Federal efforts to strengthen inspections of the nation's nursing homes are gaining momentum after a government probe uncovered instances of substandard care.
The March 3 report by the HHS Inspector General found that an estimated one-third of residents suffered harm because of substandard care and that the chances of nursing home inspectors discovering these “adverse events” are “slim to none,” said Ruth Ann Dorrill, a deputy regional director for the inspector general and the manager of the investigation.
Nearly 60 percent of these incidents were preventable -- including injuries due to falls or medication errors -- and more than half of residents were hospitalized as a result, costing Medicare an estimated $2.8 billion in 2011, according to investigators. In 6 percent of the cases, poor care contributed to residents' deaths.
The findings were based on the review of medical records of a random sample of 653 residents whose nursing home stay of 35 days or less ended in August 2011.
The study comes as the Centers for Medicare & Medicaid Services, the agency responsible for oversight, is developing new rules required by the Affordable Care Act to improve nursing home care by establishing “quality assurance and performance improvement programs.” As part of this effort, CMS created a website last summer containing resources and training materials that have been used in 5,000 facilities to reduce residents' pressure ulcers and medication errors, a Medicare spokeswoman said.
Once those rules are issued, probably later this year, the agency will direct inspectors “to review facility practices for identifying and reducing adverse events,” CMS chief Marilyn Tavenner wrote in a response included in the IG report. CMS contracts with states to inspect nursing homes, usually with at least one registered nurse on the inspection team.
Applying New Methods
After reviewing a September draft of the IG report, Medicare officials became interested in using the IG’s investigative techniques, methods not normally used in measuring nursing home quality, Dorrill said. For example, the IG and CMS are working to condense the report’s list of 261 instances of actual harm so that nursing home operators and government inspectors could quickly identify health problems noted in a medical record as something that occurred because of poor treatment rather than the natural progression of disease in an elderly patient, she added. The initial list of 261 instances was compiled by a team of expert physicians, geriatricians and nurse consultants who scoured the selected records to make these determinations on a case-by-case basis.

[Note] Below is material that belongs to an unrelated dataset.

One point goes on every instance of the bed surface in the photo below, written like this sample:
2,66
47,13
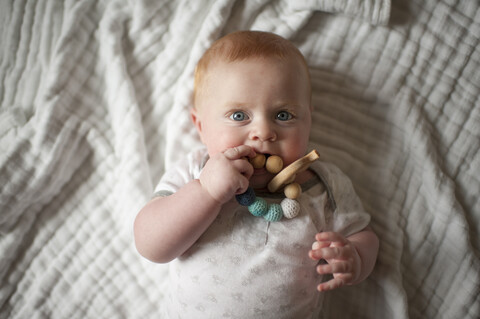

Another strategy CMS plans to use, Dorrill said, is the “trigger tool” IG experts developed to identify instances of potential harm. This tool is a list of 49 medical problems that are warning signs, such as when a resident has to go to the hospital or if a resident's blood glucose level drops dangerously low.
These strategies may help nursing home inspectors detect problems that do not emerge during typical inspections that focus on “what's happening to residents today,” said Jane Straker, a research scholar at the Scripps Gerontology Center at Miami University in Ohio.
Routine inspections -- as opposed to inspections prompted by complaints -- typically take three days and occur every 9 to 15 months, said Robyn Grant, policy director for The National Consumer Voice for Quality Long-Term Care, a Washington-based national advocacy group. Inspectors look at the medical records of as many as 30 residents, depending on the size of the facility, and also check a range of other services, from housekeeping and food preparation to required social activities and protection of residents’ rights. They also assign a severity level to any violation of Medicare rules that determines whether the facility will be fined, and if so, how much.
And their arrival may not come as a surprise, said Grant. The predictable schedule of inspections may give nursing homes a rough idea when to expect the next one. She said residents and their families have reported improvements in staffing and other preparations before an inspection.
While the American Health Care Association, which represents 11,000 nursing homes and other long-term-care facilities, is still reviewing the IG report findings, nursing homes have already taken steps to continue to improve quality of care by reducing hospital readmissions and off-label use of antipsychotic medications, and increasing the time nursing staff spends with patients, said Dr. David Gifford, the association’s senior vice president of quality and regulatory affairs.